Une mosaïque d'identités

Kwame Anthony Appiah, philosophe d’origine ghanéenne et américaine, enseignant à l’université de Princeton, décrit les États-Unis comme une mosaïque d’identités plutôt que comme une nation homogène. Pour lui, le pays est composé de groupes aux histoires, cultures et mémoires distinctes : Blancs, Noirs, Latino-Américains, Amish, musulmans, protestants, etc. Chaque communauté interprète l’histoire américaine à sa manière, ce qui rend difficile l’émergence d’une vision historique commune. Par exemple, la Déclaration d’indépendance, qui proclame que « tous les hommes sont créés égaux », est célébrée par certains comme un idéal à atteindre, tandis que d’autres y voient un texte hypocrite, écrit par des propriétaires d’esclaves. Appiah explique que ces différences de perception ne sont pas nouvelles, mais qu’elles sont aujourd’hui exacerbées par les réseaux sociaux et les débats politiques.

L'héritage de l'esclavage

L’un des principaux sujets de division aux États-Unis est l’héritage de l’esclavage, aboli officiellement en 1865 après la guerre de Sécession, mais dont les conséquences persistent aujourd’hui. Appiah souligne que les Américains blancs et noirs n’ont pas la même relation avec cette période. Pour les premiers, l’esclavage est souvent perçu comme un chapitre lointain de l’histoire, tandis que pour les seconds, il reste une blessure ouverte, source de discriminations systémiques. Ce décalage explique en partie les tensions raciales actuelles. Par exemple, des statues de figures esclavagistes sont vandalisées ou retirées, ce qui provoque des débats houleux sur la mémoire collective. Appiah note que ces conflits ne sont pas seulement historiques, mais aussi politiques, car ils influencent les politiques publiques, comme les lois sur l’éducation ou les réparations financières pour les descendants d’esclaves.

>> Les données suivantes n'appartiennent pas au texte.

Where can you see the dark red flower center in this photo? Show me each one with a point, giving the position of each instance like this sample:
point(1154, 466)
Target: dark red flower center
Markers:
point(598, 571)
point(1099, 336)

Le rôle du président actuel

Le philosophe mentionne que les divisions aux États-Unis sont également alimentées par le discours de l’actuel président, qui remet en cause des éléments centraux de l’histoire américaine, comme la légitimité de la Déclaration d’indépendance ou l’importance de la lutte pour les droits civiques. Ces prises de position, souvent polarisantes, reflètent une vision de l’histoire qui contredit celle d’une partie de la population. Appiah explique que cette situation est paradoxale : alors que le pays célèbre un anniversaire symbolique, il est en réalité plus divisé que jamais sur ce que signifie être américain. Le président incarne une partie de cette division, en proposant une narration historique qui exclut ou minimise les expériences des minorités. Cela pose la question de savoir si une nation peut fonctionner sans un récit commun partagé par tous ses citoyens.

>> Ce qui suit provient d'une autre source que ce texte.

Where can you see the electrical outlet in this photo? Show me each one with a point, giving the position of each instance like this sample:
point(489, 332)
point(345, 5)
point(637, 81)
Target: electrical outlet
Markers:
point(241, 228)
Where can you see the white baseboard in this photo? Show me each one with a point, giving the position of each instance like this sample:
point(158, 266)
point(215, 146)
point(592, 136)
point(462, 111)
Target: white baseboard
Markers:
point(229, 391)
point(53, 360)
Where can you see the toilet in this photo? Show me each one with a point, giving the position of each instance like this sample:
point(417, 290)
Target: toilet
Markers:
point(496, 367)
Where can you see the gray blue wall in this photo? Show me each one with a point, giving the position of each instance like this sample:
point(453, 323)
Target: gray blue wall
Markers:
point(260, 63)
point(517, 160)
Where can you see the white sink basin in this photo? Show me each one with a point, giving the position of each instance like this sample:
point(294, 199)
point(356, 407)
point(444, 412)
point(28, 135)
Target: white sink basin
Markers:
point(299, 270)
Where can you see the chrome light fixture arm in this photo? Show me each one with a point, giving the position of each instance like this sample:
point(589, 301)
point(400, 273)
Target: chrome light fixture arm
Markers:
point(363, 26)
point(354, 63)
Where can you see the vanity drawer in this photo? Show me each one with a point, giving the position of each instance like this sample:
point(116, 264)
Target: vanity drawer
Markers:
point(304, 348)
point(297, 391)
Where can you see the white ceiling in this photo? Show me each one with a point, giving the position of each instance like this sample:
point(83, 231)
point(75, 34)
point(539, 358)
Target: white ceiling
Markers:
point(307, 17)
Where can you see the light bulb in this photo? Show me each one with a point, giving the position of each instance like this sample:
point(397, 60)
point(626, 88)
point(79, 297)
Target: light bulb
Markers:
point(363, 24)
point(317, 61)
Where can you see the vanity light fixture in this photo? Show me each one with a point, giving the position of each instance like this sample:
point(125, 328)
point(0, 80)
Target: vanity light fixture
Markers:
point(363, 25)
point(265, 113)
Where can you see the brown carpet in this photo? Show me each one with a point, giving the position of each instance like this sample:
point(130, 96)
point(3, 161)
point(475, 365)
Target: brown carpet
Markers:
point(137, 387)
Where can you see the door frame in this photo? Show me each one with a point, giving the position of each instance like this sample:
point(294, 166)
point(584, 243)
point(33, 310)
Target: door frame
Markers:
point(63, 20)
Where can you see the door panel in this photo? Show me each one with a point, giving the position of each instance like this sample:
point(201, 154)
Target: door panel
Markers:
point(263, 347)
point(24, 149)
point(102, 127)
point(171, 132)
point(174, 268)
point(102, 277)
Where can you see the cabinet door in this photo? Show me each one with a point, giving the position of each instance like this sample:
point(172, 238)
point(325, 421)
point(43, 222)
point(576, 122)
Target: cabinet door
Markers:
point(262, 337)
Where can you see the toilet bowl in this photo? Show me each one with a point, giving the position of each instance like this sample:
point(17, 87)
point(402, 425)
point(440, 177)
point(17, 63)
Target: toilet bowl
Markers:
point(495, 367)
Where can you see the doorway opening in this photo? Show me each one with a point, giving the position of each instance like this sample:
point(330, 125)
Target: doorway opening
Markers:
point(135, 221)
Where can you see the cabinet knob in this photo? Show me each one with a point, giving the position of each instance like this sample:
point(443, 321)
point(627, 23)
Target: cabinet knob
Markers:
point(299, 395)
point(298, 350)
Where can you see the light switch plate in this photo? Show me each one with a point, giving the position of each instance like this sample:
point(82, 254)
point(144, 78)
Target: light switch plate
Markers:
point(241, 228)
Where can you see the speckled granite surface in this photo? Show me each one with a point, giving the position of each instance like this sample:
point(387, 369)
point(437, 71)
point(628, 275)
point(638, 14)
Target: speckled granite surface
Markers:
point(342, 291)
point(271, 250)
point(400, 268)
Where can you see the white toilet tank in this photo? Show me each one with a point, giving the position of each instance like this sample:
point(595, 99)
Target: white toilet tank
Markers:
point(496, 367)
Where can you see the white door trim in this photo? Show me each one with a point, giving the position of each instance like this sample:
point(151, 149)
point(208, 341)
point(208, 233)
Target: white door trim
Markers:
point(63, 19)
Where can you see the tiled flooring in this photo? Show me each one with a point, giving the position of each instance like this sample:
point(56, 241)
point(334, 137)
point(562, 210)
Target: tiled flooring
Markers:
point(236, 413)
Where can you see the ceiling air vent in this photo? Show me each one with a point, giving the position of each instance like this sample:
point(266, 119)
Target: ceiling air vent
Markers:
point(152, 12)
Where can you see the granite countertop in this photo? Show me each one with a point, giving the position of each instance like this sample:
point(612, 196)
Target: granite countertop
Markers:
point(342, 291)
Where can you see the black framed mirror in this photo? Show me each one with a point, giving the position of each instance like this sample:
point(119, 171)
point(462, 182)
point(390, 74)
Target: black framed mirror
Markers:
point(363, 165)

Ce que ça pourrait changer

Appiah met en garde contre les dangers d’une société où les groupes ne partagent plus de vision historique commune. Pour lui, une nation a besoin d’un minimum de cohésion pour fonctionner, et cette cohésion passe souvent par une mémoire collective. Cependant, il ne s’agit pas de nier les différences ou les conflits, mais plutôt de les reconnaître et de les intégrer dans un récit plus large. Le philosophe propose une approche pragmatique : plutôt que de chercher à imposer une vision unique, il faut accepter que l’histoire soit plurielle et que chaque groupe ait le droit de raconter la sienne. Cette idée rejoint sa théorie des *mensonges qui unissent*, selon laquelle les identités nationales sont des constructions sociales qui permettent de vivre ensemble, même si elles ne reflètent pas la réalité de manière objective. L’enjeu pour les États-Unis est donc de trouver un équilibre entre ces différentes narratives.